Al Roker's favorite reads of 2020

Chris Schluep on November 11, 2020

Al Roker's favorite reads of 2020

Al Roker is a man of many facets. You know him from the Today show, but did you know that in 2014 he set the Guinness World Record for delivering an uninterrupted live weather report? He reported for 34 hours straight. You might know that he writes books, but did you know that he has written narrative nonfiction, mysteries, children's books, and more? His latest is titled You Look So Much Better in Person: True Stories of Absurdity and Success, and in it he offers advice on how to weather life's storms. In encouraging us to embrace happiness and the power of saying "yes," he provides humorous and poignant tricks and tips for success. Who would you rather have alongside you, offering advice and consolation, during life's ups and downs?

Let's face it. Just about everyone thinks it would be great to have Al Roker as a friend. But we can't. However, we can get some book recommendations from him—and that's great, too.

Begin Again: James Baldwin's America and Its Urgent Lessons for Our Own by Eddie S. Glaude Jr.

A fascinating look at the playwright, poet, and novelist who was best known for writing essays on being a black man in America. As this country continues to face civil unrest, this finely tuned biography is a source of hope, and has spurred me to read more James Baldwin.

The Awkward Black Man: Stories by Walter Mosley

I thought this might be a book about me. Thankfully, it’s not. It’s actually 17 of Mosley’s most captivating stories gathered in one collection, featuring an odd lot of characters who will entertain and delight.

Queens of the Resistance by Brenda Jones and Krishan Trotman

Jones and Trotman have produced a quick and lively series of biographies featuring some of today’s most formidable women: Nancy Pelosi, Elizabeth Warren, Maxine Waters, and Alexandria Ocasio-Cortez. These books provide a vital dose of inspiration. Full disclosure, Krishan is the publisher of my last book, and while this could be seen as an attempt to suck up, these really are terrific reads.

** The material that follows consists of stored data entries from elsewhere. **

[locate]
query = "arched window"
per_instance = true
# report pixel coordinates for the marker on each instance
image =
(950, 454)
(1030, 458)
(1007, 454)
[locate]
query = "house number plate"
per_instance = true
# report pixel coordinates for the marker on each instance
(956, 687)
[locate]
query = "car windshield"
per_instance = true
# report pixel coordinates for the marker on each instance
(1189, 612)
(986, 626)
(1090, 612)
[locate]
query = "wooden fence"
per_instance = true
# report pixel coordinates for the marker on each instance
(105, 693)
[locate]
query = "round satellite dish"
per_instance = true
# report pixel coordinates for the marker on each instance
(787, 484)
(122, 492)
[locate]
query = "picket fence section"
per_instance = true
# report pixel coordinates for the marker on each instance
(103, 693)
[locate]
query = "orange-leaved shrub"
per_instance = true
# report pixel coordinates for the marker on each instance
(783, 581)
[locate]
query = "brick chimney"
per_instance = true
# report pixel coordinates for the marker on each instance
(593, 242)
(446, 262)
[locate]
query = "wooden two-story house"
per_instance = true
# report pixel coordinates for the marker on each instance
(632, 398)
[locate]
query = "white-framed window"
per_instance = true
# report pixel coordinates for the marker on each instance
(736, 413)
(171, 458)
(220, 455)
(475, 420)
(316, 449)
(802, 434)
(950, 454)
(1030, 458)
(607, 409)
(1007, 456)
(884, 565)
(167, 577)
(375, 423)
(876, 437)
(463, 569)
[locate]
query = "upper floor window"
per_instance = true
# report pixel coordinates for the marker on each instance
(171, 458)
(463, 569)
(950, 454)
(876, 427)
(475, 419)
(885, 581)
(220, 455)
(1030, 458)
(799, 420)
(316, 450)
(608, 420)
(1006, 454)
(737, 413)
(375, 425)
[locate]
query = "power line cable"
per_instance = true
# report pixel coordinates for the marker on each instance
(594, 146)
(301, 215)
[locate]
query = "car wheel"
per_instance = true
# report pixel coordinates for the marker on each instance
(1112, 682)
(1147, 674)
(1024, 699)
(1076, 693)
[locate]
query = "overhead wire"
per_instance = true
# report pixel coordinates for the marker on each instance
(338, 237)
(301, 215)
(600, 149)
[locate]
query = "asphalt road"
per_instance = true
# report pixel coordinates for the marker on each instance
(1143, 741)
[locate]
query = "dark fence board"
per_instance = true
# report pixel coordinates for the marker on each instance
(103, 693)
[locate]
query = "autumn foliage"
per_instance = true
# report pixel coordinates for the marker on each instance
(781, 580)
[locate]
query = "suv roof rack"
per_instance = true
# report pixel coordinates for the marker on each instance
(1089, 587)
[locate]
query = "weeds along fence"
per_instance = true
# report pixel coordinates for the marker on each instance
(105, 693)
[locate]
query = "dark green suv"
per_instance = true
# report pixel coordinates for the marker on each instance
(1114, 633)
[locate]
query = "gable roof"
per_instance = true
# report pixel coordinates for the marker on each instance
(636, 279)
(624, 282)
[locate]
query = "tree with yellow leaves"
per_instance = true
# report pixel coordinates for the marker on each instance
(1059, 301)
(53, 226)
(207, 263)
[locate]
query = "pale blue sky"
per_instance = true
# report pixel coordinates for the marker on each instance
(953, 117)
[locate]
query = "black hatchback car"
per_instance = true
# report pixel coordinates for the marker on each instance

A Gentleman in Moscow by Amor Towles

I love this book so much, I have put it down in a futile attempt to stave off finishing this wonderful story. When Count Alexander Rostov, a wealthy count, writes a poem that the Bolsheviks find too rabble rousing, he’s put under house arrest in one of Russia’s most luxurious and famous hotels. This delightful novel exudes old-fashioned elegance and will help those cold winter afternoons fly right by.